Canon Patrick Comerford, director of spiritual formation at the Church of Ireland Theological Institute in Dublin, said “a bishop must be a focus of unity.”
He continued: “Mistakes based on poor moral judgment, on low moral standards must be a cause of resignation.
“If a bishop does not expect high – not necessarily the highest, but certainly very high – moral standards from his priests, then he is not just negligent of his office, but he can no longer be the focus of unity that is at the heart of the primary ministry of a bishop.”
Speaking at a sung Eucharist in the institute chapel, he said he had “the highest respect for Archbishop Diarmuid Martin . . . because he is willing to provide moral leadership, and to provide it even when he has to take tough decisions.”

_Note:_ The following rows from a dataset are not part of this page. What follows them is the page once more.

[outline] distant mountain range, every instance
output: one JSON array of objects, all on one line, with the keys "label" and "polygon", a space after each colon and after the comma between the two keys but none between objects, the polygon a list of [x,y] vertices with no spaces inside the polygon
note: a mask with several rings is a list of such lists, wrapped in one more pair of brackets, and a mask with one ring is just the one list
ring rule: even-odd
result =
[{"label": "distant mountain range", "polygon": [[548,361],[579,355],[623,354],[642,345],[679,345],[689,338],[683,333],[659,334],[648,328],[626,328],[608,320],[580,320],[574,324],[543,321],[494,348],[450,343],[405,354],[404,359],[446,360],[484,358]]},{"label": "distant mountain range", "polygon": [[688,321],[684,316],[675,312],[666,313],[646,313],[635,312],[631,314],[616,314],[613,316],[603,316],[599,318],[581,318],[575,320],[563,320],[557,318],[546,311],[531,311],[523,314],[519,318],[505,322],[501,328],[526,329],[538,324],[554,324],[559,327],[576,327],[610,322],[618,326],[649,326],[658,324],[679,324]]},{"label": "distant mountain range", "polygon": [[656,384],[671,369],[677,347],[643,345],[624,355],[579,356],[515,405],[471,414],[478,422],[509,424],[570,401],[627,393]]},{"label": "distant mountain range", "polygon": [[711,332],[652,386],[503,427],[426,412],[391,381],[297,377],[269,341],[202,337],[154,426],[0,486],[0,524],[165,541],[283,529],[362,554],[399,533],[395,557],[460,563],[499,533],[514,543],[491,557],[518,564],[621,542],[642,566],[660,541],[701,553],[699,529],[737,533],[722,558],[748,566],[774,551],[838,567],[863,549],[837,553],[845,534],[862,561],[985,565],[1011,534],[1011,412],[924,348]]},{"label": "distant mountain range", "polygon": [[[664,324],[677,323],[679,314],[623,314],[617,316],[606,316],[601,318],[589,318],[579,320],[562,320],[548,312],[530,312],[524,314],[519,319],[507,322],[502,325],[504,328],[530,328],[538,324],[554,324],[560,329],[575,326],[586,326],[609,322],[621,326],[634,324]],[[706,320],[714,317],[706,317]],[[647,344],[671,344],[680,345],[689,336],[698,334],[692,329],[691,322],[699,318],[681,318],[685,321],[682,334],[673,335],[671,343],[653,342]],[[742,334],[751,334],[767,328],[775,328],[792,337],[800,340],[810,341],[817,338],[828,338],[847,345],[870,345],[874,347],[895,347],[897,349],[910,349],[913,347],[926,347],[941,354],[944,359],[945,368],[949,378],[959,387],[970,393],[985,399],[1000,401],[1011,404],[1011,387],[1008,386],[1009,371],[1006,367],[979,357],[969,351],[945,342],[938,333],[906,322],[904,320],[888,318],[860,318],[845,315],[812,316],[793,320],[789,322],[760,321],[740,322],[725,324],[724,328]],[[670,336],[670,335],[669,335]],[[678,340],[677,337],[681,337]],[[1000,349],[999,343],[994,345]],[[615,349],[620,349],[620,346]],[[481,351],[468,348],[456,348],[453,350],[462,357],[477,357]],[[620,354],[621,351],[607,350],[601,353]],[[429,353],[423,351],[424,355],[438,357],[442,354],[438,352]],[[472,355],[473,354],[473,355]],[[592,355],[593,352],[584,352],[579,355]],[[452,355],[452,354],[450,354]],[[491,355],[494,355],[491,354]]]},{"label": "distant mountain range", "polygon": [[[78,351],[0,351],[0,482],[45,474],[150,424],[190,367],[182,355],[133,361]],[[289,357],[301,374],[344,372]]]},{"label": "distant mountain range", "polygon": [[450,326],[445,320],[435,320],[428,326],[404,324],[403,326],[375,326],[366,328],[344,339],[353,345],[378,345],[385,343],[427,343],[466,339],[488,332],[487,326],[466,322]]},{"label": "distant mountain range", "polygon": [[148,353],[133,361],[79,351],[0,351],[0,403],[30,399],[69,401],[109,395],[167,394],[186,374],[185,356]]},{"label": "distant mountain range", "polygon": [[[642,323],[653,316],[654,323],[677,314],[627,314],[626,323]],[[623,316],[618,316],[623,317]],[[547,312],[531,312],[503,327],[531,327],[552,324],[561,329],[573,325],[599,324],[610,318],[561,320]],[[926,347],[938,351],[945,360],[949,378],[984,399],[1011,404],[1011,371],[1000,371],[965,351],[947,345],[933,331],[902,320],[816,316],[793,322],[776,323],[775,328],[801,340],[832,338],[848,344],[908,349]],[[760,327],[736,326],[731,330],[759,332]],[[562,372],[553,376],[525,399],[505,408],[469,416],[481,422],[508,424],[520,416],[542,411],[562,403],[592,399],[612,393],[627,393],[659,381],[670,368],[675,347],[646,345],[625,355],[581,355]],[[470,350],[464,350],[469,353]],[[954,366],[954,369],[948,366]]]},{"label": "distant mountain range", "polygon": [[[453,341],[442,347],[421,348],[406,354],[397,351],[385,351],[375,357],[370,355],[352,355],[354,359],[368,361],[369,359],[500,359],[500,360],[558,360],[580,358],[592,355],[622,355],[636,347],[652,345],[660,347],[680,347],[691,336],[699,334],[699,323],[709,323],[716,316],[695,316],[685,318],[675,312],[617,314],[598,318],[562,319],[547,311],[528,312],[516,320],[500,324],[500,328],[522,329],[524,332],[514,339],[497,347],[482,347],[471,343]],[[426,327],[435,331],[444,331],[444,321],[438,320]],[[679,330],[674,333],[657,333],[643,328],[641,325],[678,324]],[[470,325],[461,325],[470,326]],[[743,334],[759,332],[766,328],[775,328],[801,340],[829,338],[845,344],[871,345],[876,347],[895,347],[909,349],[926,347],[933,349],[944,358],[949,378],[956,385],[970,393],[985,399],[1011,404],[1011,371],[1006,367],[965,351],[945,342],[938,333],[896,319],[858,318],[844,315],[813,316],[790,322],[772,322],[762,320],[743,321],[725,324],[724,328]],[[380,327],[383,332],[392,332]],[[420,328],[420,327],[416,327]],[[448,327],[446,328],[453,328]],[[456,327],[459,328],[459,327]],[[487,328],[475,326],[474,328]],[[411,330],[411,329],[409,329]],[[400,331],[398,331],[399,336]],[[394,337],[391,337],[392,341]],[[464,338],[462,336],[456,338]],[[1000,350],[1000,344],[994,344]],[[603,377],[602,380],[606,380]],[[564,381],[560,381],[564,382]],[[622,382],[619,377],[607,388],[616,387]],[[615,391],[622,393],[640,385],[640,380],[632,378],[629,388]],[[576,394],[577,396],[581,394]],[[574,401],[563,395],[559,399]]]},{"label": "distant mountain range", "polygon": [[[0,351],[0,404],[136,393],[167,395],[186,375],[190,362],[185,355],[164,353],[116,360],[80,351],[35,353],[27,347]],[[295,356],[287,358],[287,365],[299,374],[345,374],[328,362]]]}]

The truth was, he said, “that the overwhelming majority of priests in Roman Catholic Church are good priests. And in their lonely solitude at night they must be drowning in seas of sorrows and in their tears as they realise how day after day, each day, they are bearing the blame that ought to be shouldered by a few, but who have been protected, in the past and sometimes even in the present, by some bishops and even by some in the Vatican”.
He warned that “the crisis facing the Roman Catholic Church” was not a threat to one tradition but one that would rock the confidence people had in all the traditions of the church.
It was “not an opportunity for the Church of Ireland. This is a time for us to weep”.